Perhaps related to using very different policies for playouts and heuristic MC RAVE ?
winrate 39.7% (68) (10k playouts/turn, alternate colors, 7.5 komi)
winrate 45.3% (53) (same as above but with komi 5.5)
both using MC only instead of RAVE/criticality etc
winrate 60% (92)
with matilda with same RAVE urgency function
with original matilda RAVE eqiv parameter, with heuristic mc rave: 46.5% (71)
with michi equiv parameter, with heuristic mc rave: 23.9 (88)
with original matilda RAVE eqiv parameter, without heuristic mc rave: 49.5 (85)
with michi equiv parameter, without heuristic mc rave: 33.5 (182)
self play with black with Michi RAVE quality, single threaded, no expansion delay: 45.3% (75)
RAVE is working worse in matilda than in michi?
AMAF visits in matilda are stored leaf to root (a state is only influenced by transitions that appeared after); michi stores visits immediatly. Furthermore matilda always replaced later visits and michi didnt
with michi style of AMAF info and replacing:
without replacing: all terrible
self play without criticality info being saved: slightly worse
both using MC only instead of RAVE/criticality again: 54% (100)
9x9
Base single threaded without NN vs Michi, both 10k playouts, no expansion delay: 44% (722)

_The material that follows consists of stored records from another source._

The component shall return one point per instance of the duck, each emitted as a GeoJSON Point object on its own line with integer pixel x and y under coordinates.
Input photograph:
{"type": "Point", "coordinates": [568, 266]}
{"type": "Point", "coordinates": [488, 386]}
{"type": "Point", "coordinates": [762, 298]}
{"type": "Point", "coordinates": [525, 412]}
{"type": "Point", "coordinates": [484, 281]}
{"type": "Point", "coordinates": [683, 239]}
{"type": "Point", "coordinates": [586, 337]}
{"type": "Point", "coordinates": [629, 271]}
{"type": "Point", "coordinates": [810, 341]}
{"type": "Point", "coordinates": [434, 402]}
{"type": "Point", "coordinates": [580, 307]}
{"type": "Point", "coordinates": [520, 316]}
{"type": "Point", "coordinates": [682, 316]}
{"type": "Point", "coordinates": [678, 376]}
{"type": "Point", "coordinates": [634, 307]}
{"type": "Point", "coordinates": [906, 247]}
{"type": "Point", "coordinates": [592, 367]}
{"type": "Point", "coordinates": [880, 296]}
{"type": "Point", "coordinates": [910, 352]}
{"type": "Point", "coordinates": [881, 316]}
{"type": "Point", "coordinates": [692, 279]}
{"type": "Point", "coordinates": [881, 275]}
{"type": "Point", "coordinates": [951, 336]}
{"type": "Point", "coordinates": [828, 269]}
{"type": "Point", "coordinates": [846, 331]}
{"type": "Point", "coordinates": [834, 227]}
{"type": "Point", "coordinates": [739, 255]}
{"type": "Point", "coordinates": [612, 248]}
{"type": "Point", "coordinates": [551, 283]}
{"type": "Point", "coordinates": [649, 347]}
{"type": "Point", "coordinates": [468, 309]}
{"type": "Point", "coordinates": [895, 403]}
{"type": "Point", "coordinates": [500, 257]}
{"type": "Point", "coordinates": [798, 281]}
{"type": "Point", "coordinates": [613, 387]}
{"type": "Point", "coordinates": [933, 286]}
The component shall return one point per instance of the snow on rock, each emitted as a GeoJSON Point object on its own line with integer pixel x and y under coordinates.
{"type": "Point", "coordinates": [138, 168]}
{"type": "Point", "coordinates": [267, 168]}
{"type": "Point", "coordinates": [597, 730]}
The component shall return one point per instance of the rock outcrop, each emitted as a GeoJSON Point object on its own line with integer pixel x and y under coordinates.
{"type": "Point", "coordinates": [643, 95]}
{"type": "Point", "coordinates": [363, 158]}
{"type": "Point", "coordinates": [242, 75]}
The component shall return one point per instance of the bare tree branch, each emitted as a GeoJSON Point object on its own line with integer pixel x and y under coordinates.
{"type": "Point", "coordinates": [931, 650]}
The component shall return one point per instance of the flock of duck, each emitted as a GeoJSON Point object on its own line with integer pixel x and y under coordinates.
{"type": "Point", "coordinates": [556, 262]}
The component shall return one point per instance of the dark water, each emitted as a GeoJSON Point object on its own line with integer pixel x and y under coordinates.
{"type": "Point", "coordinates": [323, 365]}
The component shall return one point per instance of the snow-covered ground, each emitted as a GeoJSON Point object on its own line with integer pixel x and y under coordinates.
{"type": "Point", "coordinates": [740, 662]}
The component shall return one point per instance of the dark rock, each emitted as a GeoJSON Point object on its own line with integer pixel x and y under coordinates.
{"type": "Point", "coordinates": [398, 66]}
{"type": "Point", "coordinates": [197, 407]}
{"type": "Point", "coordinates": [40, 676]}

Baseline without RAVE: 54.7% (725)
Baseline with reduced priors+: 48.5% (526) (line2, line3, empty, line1x, line2x, line3x, corner)
Baseline on server to ensure code correctness: 42.5% (865) [1]
[1] with lineNx priors removed: 45.9 (1598) [2]
[2] without line2, line3, empty priors: 45,5 (1812)
[2] without bad play prior: 45.6 (2114)
[2] without line2, line3, empty: 46.9 (3558) [3]
[3] without near_last: 43.2% (3044)
baseline again: 44.8% (4377)
19x19 tests
baseline with conditions as [1]: ~9% (~280)
baseline with both without RAVE: ~3% (~420)
baseline without lineNx priors: ~10.3% (~340) [4]
[4] with nakade in playouts but only after captures: ~9% (~600)
13x13 to be faster
baseline with conditions as [1]: ~19% (~3025) [5]
[5] without lineNx priors:
All cleared with changes to test environment; improved Michi code, bug fixes, all matilda things reverted back, 9x9, no expansion delay, 10k
baseline: ~43% (1150)
with michi using matilda RNG: ~46% (2100) [6]
[6] repeated with a few simplifications, just to make sure: ~40% (150)
[6] with matilda pattern matching: ~59% (1275) [7]
[7] with matilda pattern matching with inverted color to play in pattern matching: ~62% (700)
back with baseline, michi pattern matching, but with mtld using mogo patterns: ~39% (1600)
[6] with 20k playouts: 46.3% (9900)
[6] with 20k playouts (repeated to make sure they were using 20k: ~47% (3300)
13x13
baseline: 20k playouts, no expansion delay, using mtld rng: ~27.5 (2550) [7]
[7] without line1x, line2x, line3x: 32% (2002) [8]
lineNx priors scrapped from master
[8] without line2, line3, empty: ~30% (2400)
both without RAVE (mtld equiv param 2003, michi 3500): ~60% (~3500)
[8] without NN: ~32% (~600)
This seems to be going nowhere. Advise a rewrite of MCTS priors/playouts to use same base routines, like Pachi/Michi/Fuego/MoGo use. Perhaps the problem is it uses very different strategies in these two places.